Нет, определенно, друзьями детства их назвать нельзя. Да и после школы они, считай, не встречались.
«Отчего же Лешка так любезен со мной? Отчего?»
Восстанавливая в памяти события вчерашнего дня, Антон силился отыскать ключи к ответам на новые вопросы.
Итак, за машиной Антона, в которой сидел Плукшин, следили. Чего ради вдруг кто-то будет устанавливать наружное наблюдение за ученым-гуманитарием? Эти же люди, или кто-то еще, вскоре убивают профессора. На месте гибели Ви-лорика Рудольфовича оказывается специальная оперативная группа, чья база расположена совсем в другом районе, очень далеко от места преступления… Не странно ли?
Рассуждая так, Антон усмехнулся и подумал: «Я сейчас прямо как Штирлиц в гестапо у Мюллера. Так… На что еще следовало обратить внимание? На совпадения.

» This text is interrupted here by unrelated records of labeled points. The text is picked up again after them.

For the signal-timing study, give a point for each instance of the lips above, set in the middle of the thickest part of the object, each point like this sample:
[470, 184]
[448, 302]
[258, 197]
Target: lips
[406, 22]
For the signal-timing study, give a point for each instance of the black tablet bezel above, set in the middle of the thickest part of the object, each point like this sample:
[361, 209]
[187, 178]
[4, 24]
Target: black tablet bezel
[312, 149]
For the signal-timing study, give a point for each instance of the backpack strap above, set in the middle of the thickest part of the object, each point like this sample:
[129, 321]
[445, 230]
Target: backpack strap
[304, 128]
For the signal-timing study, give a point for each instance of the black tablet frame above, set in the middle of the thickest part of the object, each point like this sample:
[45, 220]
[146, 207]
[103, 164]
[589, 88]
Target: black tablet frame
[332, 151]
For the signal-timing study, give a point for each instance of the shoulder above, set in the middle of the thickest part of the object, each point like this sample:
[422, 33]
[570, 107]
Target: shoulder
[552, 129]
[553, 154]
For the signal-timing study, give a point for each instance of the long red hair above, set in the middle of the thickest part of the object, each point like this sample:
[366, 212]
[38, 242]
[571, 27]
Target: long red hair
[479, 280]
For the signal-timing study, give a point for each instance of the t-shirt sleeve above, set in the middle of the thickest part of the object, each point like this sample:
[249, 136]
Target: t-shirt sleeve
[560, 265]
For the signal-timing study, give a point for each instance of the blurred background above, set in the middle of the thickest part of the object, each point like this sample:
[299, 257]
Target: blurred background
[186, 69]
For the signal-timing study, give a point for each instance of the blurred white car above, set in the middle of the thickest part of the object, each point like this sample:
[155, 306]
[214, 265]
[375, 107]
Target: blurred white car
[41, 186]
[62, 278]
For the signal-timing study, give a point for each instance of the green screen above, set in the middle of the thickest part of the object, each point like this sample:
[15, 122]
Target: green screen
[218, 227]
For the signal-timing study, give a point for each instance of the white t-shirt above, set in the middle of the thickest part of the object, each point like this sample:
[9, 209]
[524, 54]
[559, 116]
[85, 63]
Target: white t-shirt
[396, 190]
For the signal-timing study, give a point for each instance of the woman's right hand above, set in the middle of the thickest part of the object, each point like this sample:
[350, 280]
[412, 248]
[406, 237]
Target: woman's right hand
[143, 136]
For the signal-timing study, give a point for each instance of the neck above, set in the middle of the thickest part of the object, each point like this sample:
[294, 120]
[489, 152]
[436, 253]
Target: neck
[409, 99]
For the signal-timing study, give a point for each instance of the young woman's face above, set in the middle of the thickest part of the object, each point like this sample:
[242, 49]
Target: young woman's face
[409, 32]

Дело об убийстве Плукшина ведет бывший одноклассник…»
Так он лежал и думал, подперев кулаками затылок, глядя в потолок… И вдруг вспомнил про Любу, ту самую Любу, которую Леша назвал делопроизводителем, и ее слова, сказанные ему на лестнице: «Наверное, вы большими друзьями были в школе. Наш-то Алексей Николаевич целых полгода не пил, а сегодня ни с того ни с сего взял да и развязал».
«Занятно, – размышлял Антон. – А ведь он утверждал, что не пил уже дня два. Выходит, врал? Да нет, не накручивай себя, он просто пошутил. Но, с другой стороны, действительно, чего это он так обрадовался? Почему пил столько и мне подливал? Хотел напоить, чтобы язык развязался? Детский сад какой-то, банально все, на поверхности. А что я мучаюсь? Возьму просто да и спрошу у него».